The Problem is Drive-By & Google Lawsuits, Not The ADA


There is a cancer growing within the disability movement and that is why the U.S. House Representatives passed H.R. 620 and want to tear apart the ADA. The cancer are a few lawyers and PWDs that sue under ADA to fill their own pockets. This is a stain on any progress that has been made in our fight for equality.  These people are cowards and  know their law suits are petty, or they would confront the business owner to help solve the problem.

Their have been many times where I have been at hotel and critiqued what they called an accessible bathroom. I often, jokingly so the ADA has a magic word and it is "reasonable" accommodations.  I remember, one time Wife and I used a public restroom and the door of the stall opened inward that really made it in-accessible since the door could not close with  my wheelchair in the stall.  We did get manger and pointed out this situation.  To me, that would not be worth my time suing over and even if I did, I doubt if it would get the end result that we were in search of.  For me, my resolution is to take my business else where and I have done this many times.

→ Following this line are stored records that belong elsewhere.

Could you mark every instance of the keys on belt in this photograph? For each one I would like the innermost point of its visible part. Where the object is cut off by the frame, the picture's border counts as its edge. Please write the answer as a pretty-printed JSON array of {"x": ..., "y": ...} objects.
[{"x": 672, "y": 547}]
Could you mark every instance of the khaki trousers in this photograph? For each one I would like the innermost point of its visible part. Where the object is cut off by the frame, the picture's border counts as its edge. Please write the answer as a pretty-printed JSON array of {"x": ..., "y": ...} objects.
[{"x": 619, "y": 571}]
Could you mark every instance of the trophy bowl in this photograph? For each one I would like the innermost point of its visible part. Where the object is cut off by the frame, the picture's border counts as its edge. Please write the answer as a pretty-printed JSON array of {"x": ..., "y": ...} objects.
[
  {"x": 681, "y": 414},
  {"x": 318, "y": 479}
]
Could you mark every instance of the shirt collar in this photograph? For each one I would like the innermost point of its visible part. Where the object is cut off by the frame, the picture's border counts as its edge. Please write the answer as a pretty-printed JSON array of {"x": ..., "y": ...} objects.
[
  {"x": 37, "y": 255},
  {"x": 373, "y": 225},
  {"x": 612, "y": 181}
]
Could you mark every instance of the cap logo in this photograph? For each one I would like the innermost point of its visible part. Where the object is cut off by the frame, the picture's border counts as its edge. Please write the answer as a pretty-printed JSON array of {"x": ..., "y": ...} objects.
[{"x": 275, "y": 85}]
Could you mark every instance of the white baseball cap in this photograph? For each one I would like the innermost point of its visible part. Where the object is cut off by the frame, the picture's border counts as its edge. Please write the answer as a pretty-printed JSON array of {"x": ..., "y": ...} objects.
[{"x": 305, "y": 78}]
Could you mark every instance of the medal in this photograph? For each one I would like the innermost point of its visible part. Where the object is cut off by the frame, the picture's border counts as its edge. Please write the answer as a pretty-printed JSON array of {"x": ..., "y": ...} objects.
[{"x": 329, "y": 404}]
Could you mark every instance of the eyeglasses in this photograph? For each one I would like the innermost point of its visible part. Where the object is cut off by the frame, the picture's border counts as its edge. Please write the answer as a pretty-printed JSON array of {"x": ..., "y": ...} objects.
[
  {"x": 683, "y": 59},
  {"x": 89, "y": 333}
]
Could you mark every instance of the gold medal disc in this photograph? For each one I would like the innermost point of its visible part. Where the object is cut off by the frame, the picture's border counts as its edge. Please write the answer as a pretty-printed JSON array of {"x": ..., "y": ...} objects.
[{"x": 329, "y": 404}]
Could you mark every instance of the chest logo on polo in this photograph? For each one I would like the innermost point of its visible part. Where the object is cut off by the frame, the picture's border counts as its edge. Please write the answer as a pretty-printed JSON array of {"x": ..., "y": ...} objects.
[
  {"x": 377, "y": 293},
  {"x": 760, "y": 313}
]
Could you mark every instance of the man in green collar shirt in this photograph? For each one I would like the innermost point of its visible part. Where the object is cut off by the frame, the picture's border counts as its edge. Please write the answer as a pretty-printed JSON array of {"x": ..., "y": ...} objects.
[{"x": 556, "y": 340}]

If the House of Reps used Drive-By and Google Lawsuits as the reason to gut the ADA the were just looking for an excuse to undo it's laws, rather then fix the problems to protect both sides. The ADA is on autopsy table, cuts to Medicaid and President Trump's new budget cuts funding for community based program for the disabled.  The slippery slope in getting steeper and steeper.


A Closer Look at Drive-By & Google Lawsuits
Educating able-bodied people about the law and their potential violations of the law should not be the responsibility of the person with the disability. From a business’s perspective, drive-by lawsuits are seen as unfair because businesses claim that people with disabilities are not discussing violations with managers and personnel inside their establishments. But by definition drive-by lawsuits handle ADA violations outside of places of business, like in parking lots where lack of accessibility could make entering an establishment and discussing a violation unfeasible to begin with. For Google lawsuits, the 60 Minutes segment highlighted a hotel owner who was sued for not having an accessible pool. He stated the injustice of his situation by saying that: “At no point in time we ever had a customer on the property that requested it or that was even in a room that requested it.”[2] But that sentiment is part of the problem. In the age of Google, can this business owner really be surprised that no one with a disability would choose to stay in an inaccessible hotel? That does not mean that there was not a burden placed on people with disabilities who had to search extensively for an accessible place to stay. Nor should it be their burden to request that a business comply with a 27-year-old law.